Henrique Vorcaro, que foi preso em Nova Lima, Região Metropolitana de Belo Horizonte (MG), é suspeito de ser operador financeiro e responsável por demandar serviços prestados por grupos suspeitos de monitoramento clandestino, intimidação e invasão de sistemas sigilosos. Segundo a PF, o empresário teria papel estratégico dentro da estrutura investigada pela Operação Compliance Zero.
Operação Compliance Zero
A operação é uma investigação da Polícia Federal (PF) que apura supostos esquemas de fraudes financeiras, formação de organização criminosa e corrupção. A operação Compliance Zero combate a emissão de títulos de crédito falsos por instituições que integram o Sistema Financeiro Nacional (SFN), e ganhou forte repercussão após a prisão de Daniel Vorcaro - dono do Banco Master.
A estrutura possui envolvimento político, e as apurações chegaram a nomes de Brasilia e grandes empresários, com investigações sobre suposto recebimento de vantagens indevidas por autoridades políticas em troca de favorecimentos.
Nova fase da Operação
A sexta fase da operação cumpriu sete mandados de prisão preventiva e 17 mandados de busca e apreensão nos estados de Minas Gerais, São Paulo e Rio de Janeiro. As medidas foram autorizadas pelo Supremo Tribunal Federal.
De acordo com os investigadores, a organização criminosa seria dividida em dois núcleos conhecidos como “A Turma” e “Os Meninos”.
“A Turma” seria responsável por ações de vigilância clandestina, obtenção ilegal de informações e intimidação de pessoas consideradas ameaça aos interesses do grupo econômico ligada ao Banco Master. Já “Os Meninos” teriam atuação voltada para crimes cibernéticos, como derrubada de perfis, monitoramento ilegal e invasões telemáticas.
A PF afirma que Henrique Vorcaro era um dos responsáveis por solicitar serviços e efetuar pagamentos aos integrantes desses grupos. As investigações apontam ainda que ele teria mantido pagamentos de aproximadamente R$ 400 mil destinados às operações ilegais.
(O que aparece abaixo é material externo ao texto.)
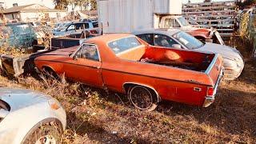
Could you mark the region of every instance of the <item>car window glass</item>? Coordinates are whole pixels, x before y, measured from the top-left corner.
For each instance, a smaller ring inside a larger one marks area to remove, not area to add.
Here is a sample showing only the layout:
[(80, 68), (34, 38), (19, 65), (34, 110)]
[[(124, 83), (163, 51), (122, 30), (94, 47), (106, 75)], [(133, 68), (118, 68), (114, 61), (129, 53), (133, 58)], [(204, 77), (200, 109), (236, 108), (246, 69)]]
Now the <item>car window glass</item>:
[(74, 30), (74, 25), (70, 25), (66, 30)]
[(84, 30), (84, 26), (82, 23), (75, 24), (75, 30)]
[(89, 23), (85, 23), (86, 29), (89, 29)]
[(93, 26), (94, 26), (94, 27), (98, 27), (98, 22), (93, 22)]
[(178, 33), (174, 34), (173, 37), (177, 41), (184, 45), (187, 49), (198, 49), (204, 45), (202, 42), (200, 42), (194, 37), (183, 31), (180, 31)]
[(154, 34), (154, 46), (172, 47), (174, 44), (178, 44), (171, 38), (163, 34)]
[(165, 21), (165, 27), (175, 27), (175, 19), (166, 18)]
[(121, 52), (139, 46), (141, 46), (141, 43), (137, 40), (135, 37), (128, 37), (110, 42), (108, 46), (115, 54), (119, 54)]
[(99, 61), (97, 46), (95, 45), (83, 44), (77, 52), (75, 58)]
[(145, 34), (137, 35), (138, 38), (142, 38), (143, 41), (146, 42), (150, 45), (154, 46), (154, 34)]
[(179, 23), (178, 22), (178, 21), (175, 19), (174, 20), (174, 27), (181, 27), (181, 26), (179, 25)]

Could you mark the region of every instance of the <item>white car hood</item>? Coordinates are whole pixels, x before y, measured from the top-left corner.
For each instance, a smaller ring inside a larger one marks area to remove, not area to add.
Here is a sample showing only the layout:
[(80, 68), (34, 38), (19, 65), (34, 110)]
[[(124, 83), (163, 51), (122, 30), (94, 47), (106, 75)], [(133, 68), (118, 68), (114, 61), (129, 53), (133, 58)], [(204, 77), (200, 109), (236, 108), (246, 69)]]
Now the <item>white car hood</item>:
[(203, 46), (196, 49), (196, 50), (218, 53), (221, 54), (223, 58), (230, 60), (242, 60), (238, 50), (237, 50), (235, 48), (232, 48), (225, 45), (206, 42)]
[(10, 111), (46, 102), (50, 96), (29, 90), (0, 88), (0, 99), (8, 103)]

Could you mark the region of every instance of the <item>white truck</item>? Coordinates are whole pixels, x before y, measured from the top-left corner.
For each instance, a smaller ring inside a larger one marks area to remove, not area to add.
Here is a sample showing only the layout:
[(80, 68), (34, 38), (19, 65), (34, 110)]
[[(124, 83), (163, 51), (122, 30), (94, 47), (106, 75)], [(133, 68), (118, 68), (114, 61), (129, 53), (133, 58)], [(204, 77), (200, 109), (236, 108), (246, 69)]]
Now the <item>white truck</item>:
[(97, 2), (103, 34), (176, 28), (202, 41), (224, 44), (215, 30), (198, 28), (182, 16), (182, 0), (98, 0)]

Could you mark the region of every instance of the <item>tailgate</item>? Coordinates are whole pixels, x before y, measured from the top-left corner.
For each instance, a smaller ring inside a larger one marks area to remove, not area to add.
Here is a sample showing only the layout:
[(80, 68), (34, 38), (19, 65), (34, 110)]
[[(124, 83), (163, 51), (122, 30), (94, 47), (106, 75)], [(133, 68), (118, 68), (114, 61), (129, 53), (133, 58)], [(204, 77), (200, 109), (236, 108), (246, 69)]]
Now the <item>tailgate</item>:
[(222, 71), (222, 58), (218, 54), (215, 54), (214, 58), (207, 68), (206, 74), (209, 75), (214, 86), (217, 84), (218, 78)]

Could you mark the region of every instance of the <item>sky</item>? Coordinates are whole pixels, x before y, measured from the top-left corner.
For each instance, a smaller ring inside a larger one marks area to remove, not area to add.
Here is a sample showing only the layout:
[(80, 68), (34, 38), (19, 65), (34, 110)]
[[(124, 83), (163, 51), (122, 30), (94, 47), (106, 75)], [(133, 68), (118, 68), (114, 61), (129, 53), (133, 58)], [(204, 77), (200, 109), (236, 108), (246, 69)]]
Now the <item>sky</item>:
[[(203, 0), (190, 0), (191, 2), (202, 2)], [(212, 0), (212, 2), (217, 2), (222, 0)], [(13, 6), (13, 3), (18, 3), (18, 6), (23, 6), (33, 3), (38, 3), (44, 5), (49, 8), (54, 8), (53, 0), (0, 0), (0, 2), (5, 2), (6, 8)], [(183, 3), (186, 3), (188, 0), (182, 0)]]

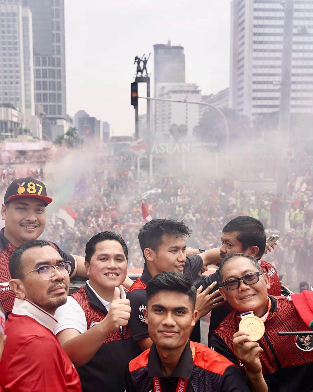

Outro ponto investigado envolve um suposto esquema acesso indevido a sistemas restritos de forças de segurança. Segundo a PF, integrantes do esquema buscavam descobrir se existiam investigações abertas contra membros da organização. O Ministério Público Federal teria sido alvo de ataques entre 2024 e 2025.
Investigados
Além de Henrique Vorcaro, a operação também teve como alvo policiais federais, incluindo um agente da ativa lotado no Rio de Janeiro e um policial aposentado. A delegada da PF Valéria Vieira Pereira da Silva foi afastada das funções e proibida de acessar dependências da corporação ou manter contato com servidores da instituição.
Os investigados podem responder por crimes como organização criminosa, corrupção, lavagem de dinheiro, invasão de dispositivos informáticos, ameaça e violação de sigilo funcional.
A Polícia Federal suspeita que Daniel Vorcaro - que já está preso em Brasília- seja o líder de um esquema de fraudes financeiras que pode chegar a R$12 bilhões. A investigação também cita mensagens trocadas entre Vorcaro e Luiz Phillipi Machado de Moraes Mourão, apontado pela PF como líder operacional das ações de intimidação e monitoramento clandestino. Mourão morreu em março deste ano, poucos dias após ser preso.
Em nota, a defesa de Henrique Vorcaro afirmou que a decisão judicial se baseia em fatos cuja legalidade e justificativa econômica ainda não teriam sido devidamente comprovadas no processo. Os advogados alegam ainda que não houve oportunidade prévia para apresentação de esclarecimentos e afirmam que irão contestar as acusações.